Smaller scale, but faster
The basics of independent publishing are that you are looking at lower print runs and therefore less availability as compared to a large publishing house. However, you usually have a quicker turnaround time on a project, and sometimes a book that is distributed in a select number of places instead of every single bookstore across the country can seem more special and unique.
For me the two main benefits were that I could turn around a book quickly and I could ensure that the book would be a very niche item (Elly Blue publishes predominantly titles focused on cycling). The question of time is something that Blue highlights as a big benefit for authors, pointing out that, “When an author signs a contract with me, we can pretty much publish their book as soon as it’s written — it just takes a few months to run the Kickstarter campaign, edit and design the book and get it printed. With any larger press though, the book has to be announced a full year before its release, which means it usually has to be totally written by that point, and there’s a lot of paperwork and decisions and a bigger team working on it, and meetings.”
Self-publishing versus independent publisher
Obviously the time question can be solved by self-publishing as well, in which you’re only restricted by your own deadlines. I asked Blue, a published writer herself, what she thought about self-publishing versus independent. “People ask me all the time why I didn’t publish the books I wrote. It’s because I know what goes into making a book successful and I knew that there was no way I was going to be able to focus on writing a good book at the same time as doing those things,” says Blue.

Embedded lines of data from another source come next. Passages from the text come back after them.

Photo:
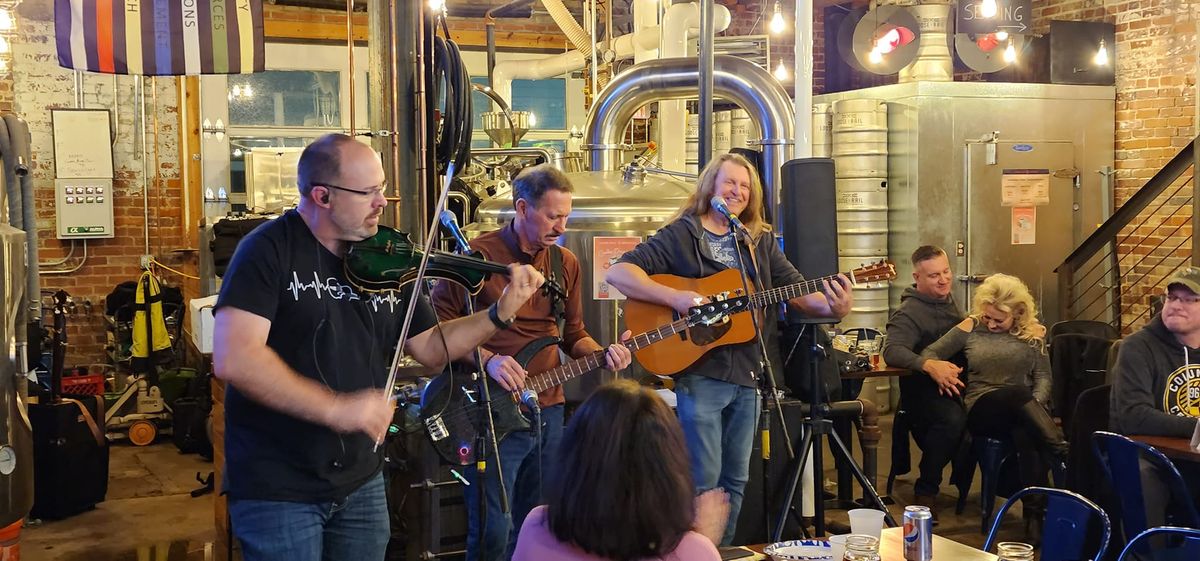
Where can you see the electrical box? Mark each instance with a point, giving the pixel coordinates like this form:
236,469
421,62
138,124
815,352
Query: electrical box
83,207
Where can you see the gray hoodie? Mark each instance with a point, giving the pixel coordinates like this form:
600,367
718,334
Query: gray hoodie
916,324
1157,386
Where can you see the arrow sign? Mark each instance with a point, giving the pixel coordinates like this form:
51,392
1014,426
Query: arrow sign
1012,16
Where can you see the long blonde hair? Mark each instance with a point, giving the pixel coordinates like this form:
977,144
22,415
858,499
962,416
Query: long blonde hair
697,204
1008,294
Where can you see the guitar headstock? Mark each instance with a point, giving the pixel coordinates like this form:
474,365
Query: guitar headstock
717,311
882,270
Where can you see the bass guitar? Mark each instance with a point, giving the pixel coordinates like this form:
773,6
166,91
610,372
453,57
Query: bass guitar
451,405
689,345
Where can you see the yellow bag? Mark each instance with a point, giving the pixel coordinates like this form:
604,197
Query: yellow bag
156,336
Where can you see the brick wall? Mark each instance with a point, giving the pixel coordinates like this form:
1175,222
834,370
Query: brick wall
40,85
1156,109
750,17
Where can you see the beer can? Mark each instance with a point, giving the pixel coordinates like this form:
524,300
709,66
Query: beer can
918,534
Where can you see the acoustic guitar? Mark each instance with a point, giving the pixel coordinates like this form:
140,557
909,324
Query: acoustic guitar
723,289
451,406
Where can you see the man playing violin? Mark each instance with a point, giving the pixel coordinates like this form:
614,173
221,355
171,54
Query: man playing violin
306,357
541,197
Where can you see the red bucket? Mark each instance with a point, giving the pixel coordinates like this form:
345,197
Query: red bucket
10,542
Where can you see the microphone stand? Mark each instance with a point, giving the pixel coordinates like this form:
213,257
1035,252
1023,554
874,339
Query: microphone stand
768,373
485,432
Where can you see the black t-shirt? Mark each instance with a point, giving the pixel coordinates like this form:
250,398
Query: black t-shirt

I would tend to agree. Any writer needs an editor, and working with a small independent publisher ensures that you get that. Friends that have self-published have solved this problem by either hiring editors, or working with friends that they trust. Whatever you decide, the bottom line is that writing a book is a group effort, with many eyes involved.
And then of course, there is the non-writing part. A book is much more than just the written work. It’s marketing, it’s sales, it’s distribution. Working with a small publisher means you can pass off those tasks, something that at the time that I published my book I really wanted.
“Self-publishing basically means that you are the publisher, and it’s on you to do all the noncreative things publishers do, from title development to production to marketing to bookkeeping and business management, as well as the creative parts… it also costs money up front — so you either need to have money, borrow money, or be able to raise money,” says Blue.
Advice for aspiring writers
I asked Blue what advice she would give for aspiring writers that are on the lookout for small presses that might be interested in their work. As a woman that works in this industry full-time, her advice is rock solid:
Go to the bookstore and find the section of books that your book would be sold in. Then identify similar titles — similar in topic and design, but most of all with a similar readership — and look up the books’ publishers to find out their submission guidelines. Follow these guidelines to the exact letter. Make sure your book offers a unique twist or angle that differentiates it from the others it will be sitting next to on the shelf. There are many resources online for writing queries and pitches: Use them. Have fun and let your personality come through when you’re pitching your book. And most of all, remember that there’s an overworked, nerdy, relatable human being sitting on the other end of your email.
Ultimately, whether you get a contract with a big publishing house, find a smaller, more niche publisher, or decide to self-publish, you have a lot of work in front of you. But the day that you get your first copy, and you see your name in print on the cover, it’s all worth it.